Mudança faz parte da vida. Mas quando nos atinge de golpada e dramática, é como levar um murro no estômago. A palavra “normal” nunca fez muito sentido para nós, pois fazemos parte do grupo de inadaptados que gosta de ver o mundo ao contrário, acordar às 3h da manhã para anotar ideias e passar horas na companhia de uma caneta a desenhar. Mas começamos a achar que o anormal é inteiramente normal. O normal hoje é sair à rua de máscara, cumprimentar colegas com uma pancadinha no cotovelo, pensar duas vezes antes de beijar um familiar, evitar o convívio com amigos, sonhar acordado com o primeiro prato que poderemos voltar a pedir num restaurante. Ninguém sabe exatamente o que fazer, mas lá vamos repetindo que vai ficar tudo bem. Está-se bem! É quanto basta…
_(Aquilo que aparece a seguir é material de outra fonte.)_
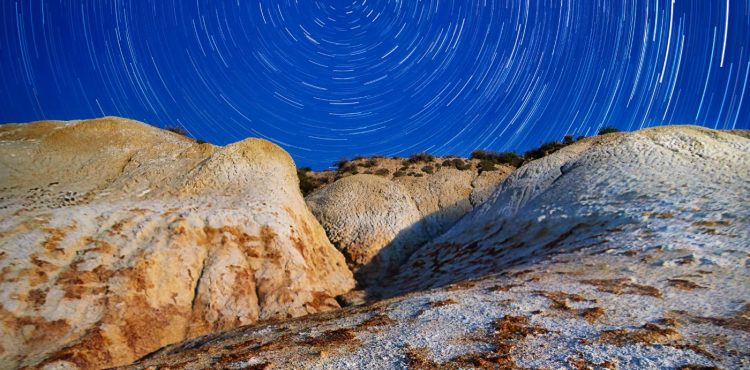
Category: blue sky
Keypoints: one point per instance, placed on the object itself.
(333, 79)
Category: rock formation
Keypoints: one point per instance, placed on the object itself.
(624, 251)
(378, 222)
(365, 213)
(117, 238)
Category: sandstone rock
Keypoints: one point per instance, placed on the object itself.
(372, 220)
(624, 251)
(117, 238)
(377, 223)
(587, 193)
(442, 198)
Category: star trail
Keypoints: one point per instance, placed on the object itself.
(332, 79)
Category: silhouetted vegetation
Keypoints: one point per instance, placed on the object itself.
(177, 130)
(456, 163)
(510, 158)
(608, 130)
(543, 150)
(306, 183)
(181, 131)
(421, 157)
(485, 165)
(372, 162)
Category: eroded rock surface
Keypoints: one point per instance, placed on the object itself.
(117, 238)
(379, 221)
(372, 220)
(625, 251)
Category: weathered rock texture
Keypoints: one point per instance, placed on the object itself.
(378, 222)
(656, 187)
(117, 238)
(626, 251)
(364, 214)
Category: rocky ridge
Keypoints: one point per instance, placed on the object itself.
(117, 238)
(378, 221)
(624, 251)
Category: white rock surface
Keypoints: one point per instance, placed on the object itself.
(626, 251)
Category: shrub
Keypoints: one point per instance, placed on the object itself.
(608, 130)
(370, 163)
(177, 130)
(306, 184)
(543, 150)
(460, 164)
(510, 158)
(342, 163)
(420, 157)
(485, 165)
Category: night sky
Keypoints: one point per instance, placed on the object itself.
(332, 79)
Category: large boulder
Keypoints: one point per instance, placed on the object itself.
(671, 178)
(117, 238)
(626, 251)
(379, 222)
(372, 221)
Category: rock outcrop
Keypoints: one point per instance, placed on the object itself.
(117, 238)
(372, 221)
(379, 222)
(624, 251)
(652, 187)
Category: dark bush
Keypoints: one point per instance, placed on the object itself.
(306, 184)
(485, 165)
(543, 150)
(608, 130)
(460, 164)
(177, 130)
(420, 157)
(341, 163)
(510, 158)
(370, 163)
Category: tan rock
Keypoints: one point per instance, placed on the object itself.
(117, 238)
(372, 220)
(378, 222)
(624, 251)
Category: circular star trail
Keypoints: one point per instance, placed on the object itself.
(330, 79)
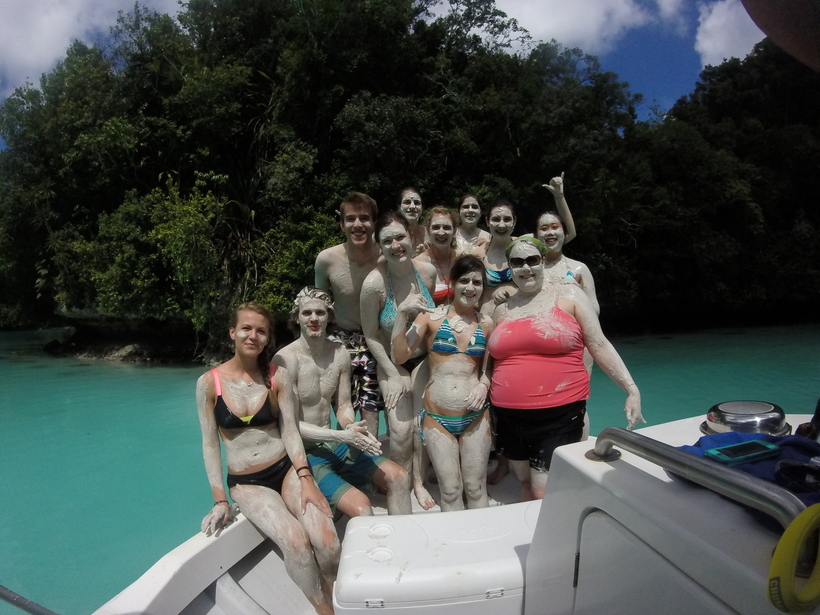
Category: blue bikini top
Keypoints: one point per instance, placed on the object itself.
(445, 341)
(497, 278)
(228, 420)
(388, 314)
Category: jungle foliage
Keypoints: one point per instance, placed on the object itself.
(190, 163)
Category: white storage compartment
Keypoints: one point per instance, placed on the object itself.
(468, 561)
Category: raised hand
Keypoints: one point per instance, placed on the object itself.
(556, 186)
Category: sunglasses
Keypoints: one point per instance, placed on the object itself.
(530, 261)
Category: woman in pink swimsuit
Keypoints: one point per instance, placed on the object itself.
(539, 382)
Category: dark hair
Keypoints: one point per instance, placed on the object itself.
(264, 358)
(409, 189)
(388, 218)
(359, 199)
(549, 213)
(438, 210)
(501, 202)
(467, 196)
(466, 264)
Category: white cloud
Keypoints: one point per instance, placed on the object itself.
(596, 26)
(725, 30)
(34, 35)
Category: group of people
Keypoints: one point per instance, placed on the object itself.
(461, 337)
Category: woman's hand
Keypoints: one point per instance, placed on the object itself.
(413, 304)
(501, 295)
(312, 495)
(633, 410)
(556, 186)
(393, 389)
(219, 517)
(476, 398)
(362, 439)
Abaixo o q.b.!! A verdade é que está quase tudo fora do nosso controlo. E o que não podemos controlar, mais vale contornar, abraçando a anormalidade com positivismo. Não deixámos de ser RED, mas neste mundo em que a vida se arrasta num impasse de preto no branco, decidimos que queremos ser mais:

Redefinimos os pontos importantes e renovámos a imagem do nosso ADN, libertando-a das teias do tempo e pintando-a de outras cores, só porque sim! O vermelho é o sangue que nos corre nas veias e liga os pontos do que fazemos com paixão. O azul é o nosso Porto de abrigo numa mistura explosiva de inspiração e foco. O amarelo é a cor que nos vai na alma, alegre e otimista. O rosa, mais do que estilo, é a nossa capacidade afetiva e calorosa para nos importarmos com o outro. Mas não se enganem! Não nos importamos com o que pensam ou dizem de nós. Importamo-nos apenas com o que fazemos. E nós fazemos.